Consuming raw honey from a single floral source may improve blood sugar control and lower cholesterol levels when taken within the context of a healthy diet, according to a recent study published in Nutrition Reviews.
"These results are surprising because honey is about 80% sugar," said Tauseef Khan, a senior researcher on the study and a research associate in nutritional sciences at the University of Toronto’s Temerty Faculty of Medicine, in a press release.
"We’re not saying you should start having honey if you currently avoid sugar," added Khan.
"The takeaway is more about replacement," he said.
"If you’re using table sugar, syrup or another sweetener, switching those sugars for honey might lower cardio-metabolic risks," he said in the same release.
What is honey, exactly?
"Honey is a complex composition of sugars (common and rare), organic acids, enzymes, proteins, amino acids, minerals, vitamins and bioactive substances made by honeybees from the nectar of flowers," the study’s authors noted.
Honey and sugar are both carbohydrates.
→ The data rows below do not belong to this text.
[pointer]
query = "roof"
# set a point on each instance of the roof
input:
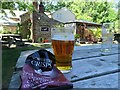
(44, 19)
(65, 9)
(7, 21)
(17, 13)
(89, 23)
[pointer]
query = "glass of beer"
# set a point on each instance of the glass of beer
(63, 46)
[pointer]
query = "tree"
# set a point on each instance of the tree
(99, 12)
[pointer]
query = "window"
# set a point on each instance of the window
(44, 28)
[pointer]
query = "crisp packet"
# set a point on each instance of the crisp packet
(40, 73)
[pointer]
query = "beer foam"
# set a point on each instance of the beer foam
(63, 36)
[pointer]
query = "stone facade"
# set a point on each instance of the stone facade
(42, 25)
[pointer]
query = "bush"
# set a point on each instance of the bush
(6, 32)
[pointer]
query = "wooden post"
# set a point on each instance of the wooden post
(35, 4)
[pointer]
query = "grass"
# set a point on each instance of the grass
(10, 57)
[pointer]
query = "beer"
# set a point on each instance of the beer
(63, 50)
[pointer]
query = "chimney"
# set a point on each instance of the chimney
(35, 4)
(41, 7)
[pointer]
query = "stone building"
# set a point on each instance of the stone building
(42, 24)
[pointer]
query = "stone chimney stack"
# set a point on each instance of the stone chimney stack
(35, 4)
(41, 7)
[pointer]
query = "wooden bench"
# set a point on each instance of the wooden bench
(10, 39)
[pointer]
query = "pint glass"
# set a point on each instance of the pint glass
(63, 45)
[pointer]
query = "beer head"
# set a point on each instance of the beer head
(62, 34)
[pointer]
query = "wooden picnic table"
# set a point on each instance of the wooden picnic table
(91, 67)
(11, 39)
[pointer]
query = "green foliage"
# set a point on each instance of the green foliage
(6, 32)
(99, 12)
(77, 36)
(8, 5)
This means they're made of glucose and fructose, but each has different nutrient, texture and flavor profiles, Emma Laing, PhD, RDN, told Fox News Digital.
She’s the director of dietetics at the University of Georgia and a national spokesperson for the Academy of Nutrition and Dietetics.
"Honey is touted as ‘healthier’ in some nutritional respects," she said. "However, sugar might be preferred based on taste and affordability."
"Sweeteners in general are often considered unhealthy, but consuming small amounts should not cause ill effects among most people — so they should not be feared," she said.
When people consume too much of these ingredients, however, they may experience significant changes in blood sugar, feelings of gastrointestinal discomfort or an increased risk of tooth decay.
Laing also said that some people may have an allergic reaction to certain components of honey — and that honey is not safe for infants younger than 12 months of age.
A high intake of free sugars has contributed to an increase in obesity, Type 2 diabetes and heart disease, according to previous research.
"The dietary guidelines for Americans recommend that no more than 10% of total daily calories come from sugar — and this includes honey," Laing told Fox News Digital.
Honey may lower blood sugar, cholesterol
Researchers from Toronto conducted a systematic review and meta-analysis of 18 clinical trials that included over 1,100 participants to determine the effect of honey on heart and metabolic risk factors, per the study's press release.
"In our study, we combined results from all human trials performed on honey that looked at metabolic diseases," Khan told Fox News Digital.
"We were able to assess studies that reported [on] clover, robinia floral honeys and types of processing, which showed benefit for several metabolic outcomes for these floral types and also for raw honey," Khan added.
Honey consumption was associated with lower levels of fasting blood glucose, total cholesterol and triglycerides.
Khan told Fox News Digital the size of reduction of glucose and cholesterol was "clinically very small."
"Glucose reduction was 0.2 mmol/L, which is pretty small — though not trivial," he added.
"Same with cholesterol, which was reduced by 0.18 mmol/L." He said, "This reduction is also trivial compared to medications."
"However, it does show that there is no harm [in taking honey] and a small reduction can also be beneficial in the long term."
Raw vs. processed honey
Khan noted there is a difference between processed and raw honey in health benefits.
"Conventional processing of honey involves straining and filtering and then heating for a short period of time to reduce moisture and yeast," Khan told Fox News Digital.
This allows for easier manipulation of honey, he said, but actually damages the honey — and many of its bioactive compounds lose their effect.
"Raw honey is strained and filtered but not heated," he said.
Khan noted one major limitation of the study was that the results were limited by availability of data.
"There are many honey varieties for which no human studies have been done, so we could not assess them," he added.
"Another limitation was that many studies used polyfloral honey, which is a mixed honey — and one cannot know what flower source it is from."
He noted that "more studies from unique single flower sources are needed."
‘Overall nutritious eating pattern’
Laing recommended that people consider adding honey to their diets if they "enjoy the flavor and are seeking to add variety to an overall nutritious eating pattern."
She also noted that people might experiment "with replacing [a] sugar sweetener with honey, keeping in mind that honey has a sweeter taste — so smaller amounts would be needed."
Khan suggested obtaining raw honey from local beekeepers or bee farms.
Any floral honey, such as those from clover plants, as well as robinia, can be purchased, he added. "Robinia honey is usually sold by the name of Acacia Honey," he said.
"The data from this study alone do not warrant a change in the current recommendations for honey consumption," Laing noted.
She added the study "is robust from a scientific standpoint, yet we are in need of more studies before we can prove more broadly that there is an impact of honey consumption on glycemic control and lipid levels."
She also noted, "Favorable health outcomes don’t center on the intake of a single food such as honey."
"They are associated with dietary patterns that include vegetables, fruits, legumes, whole grains, low- or non-fat dairy, lean meats and poultry, seafood, nuts and unsaturated vegetable oils."
Those considering changes to their diets should consult with medical professionals first.